Em missa no Vaticano, Papa Francisco pede por migrantes: ‘Para Deus ninguém é estrangeiro ou excluído’

  • Por Jovem Pan
  • 08/07/2019 11h12
EFEA missa relembrou a visita que Francisco fez em 2013 a Lampedusa, o primeiro lugar que o pontífice visitou no início de seu pontificado

O papa Francisco lembrou nesta segunda-feira (8) que “os migrantes, antes de mais nada, são seres humanos” durante a homilia da missa que celebrou no Vaticano por ocasião do sexto aniversário de sua viagem à ilha de Lampedusa, no extremo sul da Itália.

A missa que coincide com o momento no qual as ONGs que se dedicam a resgatar migrantes no Mediterrâneo, e que o papa sempre apoiou, travam duras quedas de braço com as autoridades italianas e, especialmente, com o ministro do Interior, Matteo Salvini, que impede o desembarque das pessoas resgatadas.

Diante das cerca 250 pessoas que se sentaram nos bancos da basílica de São Pedro, entre imigrantes, socorristas e pessoal envolvido no acolhimento dos migrantes, o papa disse que pensa, neste sexto aniversário, “nos últimos que todos os dias clamam ao Senhor para serem libertados dos males que os afligem”.

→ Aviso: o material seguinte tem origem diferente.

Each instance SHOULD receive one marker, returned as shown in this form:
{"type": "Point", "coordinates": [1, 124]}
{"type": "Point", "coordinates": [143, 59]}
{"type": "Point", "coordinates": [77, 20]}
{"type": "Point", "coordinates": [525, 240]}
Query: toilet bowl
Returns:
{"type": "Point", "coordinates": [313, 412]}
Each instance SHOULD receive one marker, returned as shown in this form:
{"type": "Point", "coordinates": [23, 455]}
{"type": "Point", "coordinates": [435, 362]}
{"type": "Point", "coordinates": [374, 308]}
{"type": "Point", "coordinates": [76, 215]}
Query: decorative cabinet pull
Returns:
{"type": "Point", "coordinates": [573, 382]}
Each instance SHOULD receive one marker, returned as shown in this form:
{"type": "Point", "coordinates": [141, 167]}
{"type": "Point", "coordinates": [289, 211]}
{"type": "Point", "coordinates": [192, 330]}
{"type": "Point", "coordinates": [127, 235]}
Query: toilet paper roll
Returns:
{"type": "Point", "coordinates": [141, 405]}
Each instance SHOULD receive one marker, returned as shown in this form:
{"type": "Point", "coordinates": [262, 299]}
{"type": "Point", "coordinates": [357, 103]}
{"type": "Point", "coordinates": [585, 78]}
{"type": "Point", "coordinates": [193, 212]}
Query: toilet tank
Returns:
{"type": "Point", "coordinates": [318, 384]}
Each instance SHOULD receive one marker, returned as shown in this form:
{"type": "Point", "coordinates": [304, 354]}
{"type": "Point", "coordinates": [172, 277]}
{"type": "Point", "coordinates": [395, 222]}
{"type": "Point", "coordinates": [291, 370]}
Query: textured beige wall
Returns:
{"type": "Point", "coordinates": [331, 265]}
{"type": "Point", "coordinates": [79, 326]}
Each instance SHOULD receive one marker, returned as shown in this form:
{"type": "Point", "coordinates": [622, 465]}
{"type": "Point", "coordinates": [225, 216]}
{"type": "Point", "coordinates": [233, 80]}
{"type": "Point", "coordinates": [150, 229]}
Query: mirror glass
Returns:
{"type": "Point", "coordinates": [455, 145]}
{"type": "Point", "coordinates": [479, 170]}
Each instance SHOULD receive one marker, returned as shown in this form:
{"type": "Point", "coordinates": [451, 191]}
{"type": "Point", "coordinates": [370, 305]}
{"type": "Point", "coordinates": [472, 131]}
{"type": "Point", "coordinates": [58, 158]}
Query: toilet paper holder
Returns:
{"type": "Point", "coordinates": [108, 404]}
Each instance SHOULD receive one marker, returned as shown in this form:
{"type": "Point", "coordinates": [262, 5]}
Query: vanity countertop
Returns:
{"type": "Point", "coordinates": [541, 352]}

Francisco lembrou que entre esses últimos estão “os enganados e abandonados para morrer no deserto”, “os torturados, maltratados e violentados nos campos de detenção”, os que “desafiam as ondas de um mar impiedoso” e também os que “são deixados em acampamentos por tempo demais para uma situação que deveria ser temporária.”

Ontem, durante a oração do Angelus, Francisco recordou o bombardeio contra um centro de migrantes em Trípoli, na Líbia, e pediu que esses ataques não sejam tolerados e que sejam estabelecidos corredores humanitários para os mais vulneráveis.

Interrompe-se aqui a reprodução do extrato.